The Quinnipiac University poll released Tuesday shows Obama’s approval rating sits at 51 percent. Forty nine percent of those polled say he deserves to be re-elected.
“President Barack Obama has opened up some daylight in Virginia against his Republican challengers,” said Peter A. Brown, assistant director of the Quinnipiac University Polling Institute. “His margin over Romney, in the state where Obama has been struggling after his win in 2008, compares to a slight 47-43 percent lead in February.”

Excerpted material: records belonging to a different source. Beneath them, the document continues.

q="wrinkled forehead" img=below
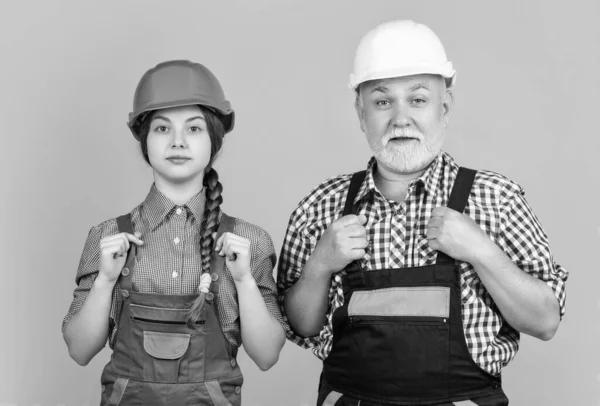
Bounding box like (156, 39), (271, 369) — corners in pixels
(358, 74), (446, 95)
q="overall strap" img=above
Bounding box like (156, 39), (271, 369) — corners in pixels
(208, 212), (235, 357)
(343, 171), (367, 216)
(208, 212), (232, 297)
(436, 167), (477, 265)
(341, 171), (367, 274)
(116, 213), (136, 291)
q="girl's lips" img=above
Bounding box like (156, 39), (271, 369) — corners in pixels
(166, 157), (191, 164)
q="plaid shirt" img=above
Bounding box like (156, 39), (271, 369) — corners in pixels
(277, 152), (567, 376)
(63, 184), (285, 348)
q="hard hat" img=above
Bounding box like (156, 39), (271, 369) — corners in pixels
(128, 60), (235, 139)
(349, 20), (456, 90)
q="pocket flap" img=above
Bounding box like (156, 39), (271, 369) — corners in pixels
(348, 286), (450, 318)
(143, 331), (190, 360)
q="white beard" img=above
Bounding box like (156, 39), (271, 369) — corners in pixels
(368, 127), (443, 174)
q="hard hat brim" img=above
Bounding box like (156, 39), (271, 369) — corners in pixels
(127, 99), (235, 140)
(349, 62), (456, 90)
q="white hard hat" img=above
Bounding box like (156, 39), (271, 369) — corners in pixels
(349, 20), (456, 90)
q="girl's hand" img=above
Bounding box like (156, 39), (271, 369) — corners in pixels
(214, 232), (252, 283)
(98, 232), (144, 285)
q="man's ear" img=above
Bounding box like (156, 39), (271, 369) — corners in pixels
(355, 92), (366, 133)
(442, 87), (454, 128)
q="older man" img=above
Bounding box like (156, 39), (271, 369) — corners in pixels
(277, 20), (567, 406)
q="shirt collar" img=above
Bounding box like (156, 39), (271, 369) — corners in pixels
(354, 152), (447, 204)
(142, 184), (206, 230)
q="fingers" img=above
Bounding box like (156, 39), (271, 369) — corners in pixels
(215, 232), (250, 261)
(427, 216), (442, 228)
(223, 243), (249, 261)
(426, 226), (441, 241)
(348, 248), (367, 260)
(347, 235), (369, 249)
(101, 232), (144, 248)
(335, 214), (367, 228)
(345, 224), (368, 238)
(431, 206), (456, 218)
(100, 240), (129, 258)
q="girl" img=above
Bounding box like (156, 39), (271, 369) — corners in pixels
(62, 60), (286, 405)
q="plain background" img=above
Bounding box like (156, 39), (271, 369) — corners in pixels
(1, 1), (598, 405)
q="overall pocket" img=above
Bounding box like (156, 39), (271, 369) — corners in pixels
(100, 377), (130, 406)
(344, 286), (451, 399)
(128, 304), (205, 383)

Even adding Bob McDonnell, the popular Virginia governor, to the GOP ticket as vice president does not help the Republicans carry the state, according to the poll. In a matchup of Obama and Vice President Joe Biden against Romney and McDonnell, the Democrats win, 50 percent to 43 percent.
(…)
The president leads former Pennsylvania Sen. Rick Santorum 49 percent to 40 percent; former House speaker Newt Gingrich, 54 perce.nt to 35 percent; and Rep. Ron Paul (Texas) 49 percent to 39 percent.
Then, today we get a poll with nearly the exact same results from Rasmussen:
President Obama now clears the 50% mark in support against his top two potential Republican challengers in the battleground state of Virginia.
The latest Rasmussen Reports telephone survey of Likely Virginia Voters finds the president leading former Massachusetts governor Mitt Romney by nine points – 51% to 42%. It was a six-point race a month ago – Obama 49%, Romney 43%. Four percent (4%) now prefer another candidate in the race, and four percent (4%) more are undecided.
Interestingly enough it doesn’t appear that Rasmussen even bother polling Santorum v. Obama in the Old Dominion. There’s still seven months to go, of course, and anything can happen but if this holds up the GOP is going to have a big problem to contend with in a state that it cannot afford to lose and in which the Obama campaign is already on the ground organizing. This isn’t an automatic win for Obama either, of course, and the numbers are likely to tighten when the General Election race actually starts. However, without having access to the crosstabs for either of these polls, I would suspect that the past two months or so of the GOP doing everything it can to alienate independent voters and women is partly behind these numbers, and if Republicans don’t drop that nonsense quickly Virginia won’t be the only state they’ll have problems in.